One way to fine tune your system is to try to combine the models that perform best. The group ("ensemble") will often perform better than the best individual model - just like random forests often perform better than the individual decision trees they rely on. This is especially the case if the individual models make very different types of errors.

For example, we can train and fine-tune a k-nearest neighbors algorithm, then create an ensemble model that just predicts the mean of the random fores prediction and the models prediction.

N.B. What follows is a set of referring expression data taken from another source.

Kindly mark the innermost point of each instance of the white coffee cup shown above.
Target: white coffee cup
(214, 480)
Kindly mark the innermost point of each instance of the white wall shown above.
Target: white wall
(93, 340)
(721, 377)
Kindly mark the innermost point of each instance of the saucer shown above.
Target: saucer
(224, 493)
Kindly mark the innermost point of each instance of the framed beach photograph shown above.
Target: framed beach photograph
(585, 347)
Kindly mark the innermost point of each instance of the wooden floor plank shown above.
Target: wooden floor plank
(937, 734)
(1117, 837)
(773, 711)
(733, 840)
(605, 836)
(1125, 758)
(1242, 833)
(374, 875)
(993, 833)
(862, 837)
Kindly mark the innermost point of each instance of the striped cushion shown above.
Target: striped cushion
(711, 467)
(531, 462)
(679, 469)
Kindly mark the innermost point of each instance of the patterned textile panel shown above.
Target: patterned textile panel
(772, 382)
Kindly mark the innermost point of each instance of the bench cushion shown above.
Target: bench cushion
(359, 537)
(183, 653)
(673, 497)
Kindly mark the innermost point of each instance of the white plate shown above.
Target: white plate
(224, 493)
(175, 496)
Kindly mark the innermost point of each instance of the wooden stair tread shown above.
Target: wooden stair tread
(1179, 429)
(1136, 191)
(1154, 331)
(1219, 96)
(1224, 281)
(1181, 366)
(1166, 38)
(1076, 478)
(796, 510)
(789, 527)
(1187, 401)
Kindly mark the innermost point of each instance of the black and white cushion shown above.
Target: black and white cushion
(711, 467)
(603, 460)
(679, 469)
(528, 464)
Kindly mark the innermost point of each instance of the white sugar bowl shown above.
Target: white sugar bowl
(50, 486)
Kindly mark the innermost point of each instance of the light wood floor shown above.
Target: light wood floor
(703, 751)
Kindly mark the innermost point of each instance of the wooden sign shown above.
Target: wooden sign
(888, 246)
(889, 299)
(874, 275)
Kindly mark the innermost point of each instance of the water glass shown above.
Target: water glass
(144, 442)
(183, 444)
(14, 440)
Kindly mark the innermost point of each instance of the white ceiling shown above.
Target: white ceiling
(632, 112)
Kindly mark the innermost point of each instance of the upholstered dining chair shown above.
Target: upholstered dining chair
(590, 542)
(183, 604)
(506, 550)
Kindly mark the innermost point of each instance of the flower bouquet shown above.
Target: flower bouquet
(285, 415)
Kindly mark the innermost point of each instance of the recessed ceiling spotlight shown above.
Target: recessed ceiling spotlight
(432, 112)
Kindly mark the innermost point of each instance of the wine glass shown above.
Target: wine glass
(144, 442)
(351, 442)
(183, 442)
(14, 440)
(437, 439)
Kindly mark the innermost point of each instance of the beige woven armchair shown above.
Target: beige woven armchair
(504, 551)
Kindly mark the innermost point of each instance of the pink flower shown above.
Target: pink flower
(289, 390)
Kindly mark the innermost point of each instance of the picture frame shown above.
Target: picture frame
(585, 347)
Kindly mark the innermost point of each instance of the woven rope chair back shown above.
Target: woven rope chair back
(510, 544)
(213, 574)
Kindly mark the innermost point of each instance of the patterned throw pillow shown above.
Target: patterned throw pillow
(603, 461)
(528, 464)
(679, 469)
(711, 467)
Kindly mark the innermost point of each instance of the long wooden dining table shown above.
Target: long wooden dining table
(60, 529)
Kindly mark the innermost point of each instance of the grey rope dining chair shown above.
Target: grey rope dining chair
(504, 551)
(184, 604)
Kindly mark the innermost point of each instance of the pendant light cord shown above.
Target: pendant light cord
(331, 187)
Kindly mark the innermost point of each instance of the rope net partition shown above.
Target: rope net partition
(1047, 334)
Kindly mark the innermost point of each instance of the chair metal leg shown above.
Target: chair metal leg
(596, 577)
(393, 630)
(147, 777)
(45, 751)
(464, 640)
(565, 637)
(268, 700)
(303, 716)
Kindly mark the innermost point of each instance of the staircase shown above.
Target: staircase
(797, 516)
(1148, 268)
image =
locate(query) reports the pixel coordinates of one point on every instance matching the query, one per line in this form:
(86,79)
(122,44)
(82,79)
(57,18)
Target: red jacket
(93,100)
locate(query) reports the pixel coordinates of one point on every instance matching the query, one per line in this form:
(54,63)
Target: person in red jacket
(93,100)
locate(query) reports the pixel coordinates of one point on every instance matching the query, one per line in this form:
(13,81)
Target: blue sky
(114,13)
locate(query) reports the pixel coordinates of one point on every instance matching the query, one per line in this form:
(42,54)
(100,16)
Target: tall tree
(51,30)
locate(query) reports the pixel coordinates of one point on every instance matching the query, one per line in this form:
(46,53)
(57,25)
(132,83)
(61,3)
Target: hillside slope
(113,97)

***Analyzing the Best Models and Their Errors***

You can often gain good insights on the problem by insepcting the best models. For example, the Random Froest can indicate the relative importance of each attribute for making accurate predictions with *.feature_importances_*.

We will also want to look at the specific errors our system makes. Then try to understand why it makes them , and what could fix the problem. Could we add extra features, get rid of uninformative ones, or clean up outliers?

## Launch, Monitor, and Maintain Your System

It is very important to write monitoring code to check our system's live performance at regular intervals, and trigger alerts when it drops. 

If the data keeps evolving, we will need to update our datasets and retrain our model's regularly. 

We will also want to write scripts to check our systems input data quality. 

We will want to make sure we version our models and datasets.